Cheah claimed the Pardons Board had given Najib singular and preferential treatment and that the decision had put enormous doubt in the eyes of citizens of Malaysia as well as the world, and the Madani government’s commitment to upholding the rule of law and to eradicating corruption.
“The reduction of Najib’s sentence and fine was abhorrently disproportionate to the gravity of the crime committed by him,” the statement said, adding that it has “greatly (diminished) the due process and administration of justice in Malaysia.”
Cheah also said that it was the Bar’s position that under the Federal Constitution, the exercise of the power to grant pardons vested in the King must be exercised on advice and that the King shall accept in accordance with such advice.

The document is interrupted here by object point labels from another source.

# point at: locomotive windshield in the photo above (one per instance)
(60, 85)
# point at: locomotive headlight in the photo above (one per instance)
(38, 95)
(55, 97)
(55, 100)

“The issuance of the announcement under the Prime Minister’s Department is rather telling of the role the executive played in the Pardons Board,” said Cheah.
She said it was disturbing that the government has chosen to curb freedom of speech by silencing dissent, using the convenient excuse that the Pardons Board’s announcement concerns 3R (religion, race and royalty) issues.
The case “highlights the need for reforms to our institutions, so as to provide safeguards and re-establish its credibility,” Cheah said, adding that there was a need to reduce, if not eliminate, the role of the government in the Pardons Board and to appoint independent persons to ensure inclusivity in terms of expressions from the public.
Najib, 70, was tried, and on July 28, 2020, convicted in the Kuala Lumpur High Court on seven counts of abuse of power, money laundering and criminal breach of trust involving RM42 million in funds belonging to SRC International, a former subsidiary of 1MDB.
His conviction and sentence were subsequently affirmed by the Court of Appeal on Dec 8, 2021 and by the Federal Court the following year.
On Feb 2, Pardons Board announced the decision to halve Najib’s jail term and reduce the fine imposed on him to RM50 million, subject to a condition that if it remains unpaid, the former prime minister would be liable to spend an additional year behind bars.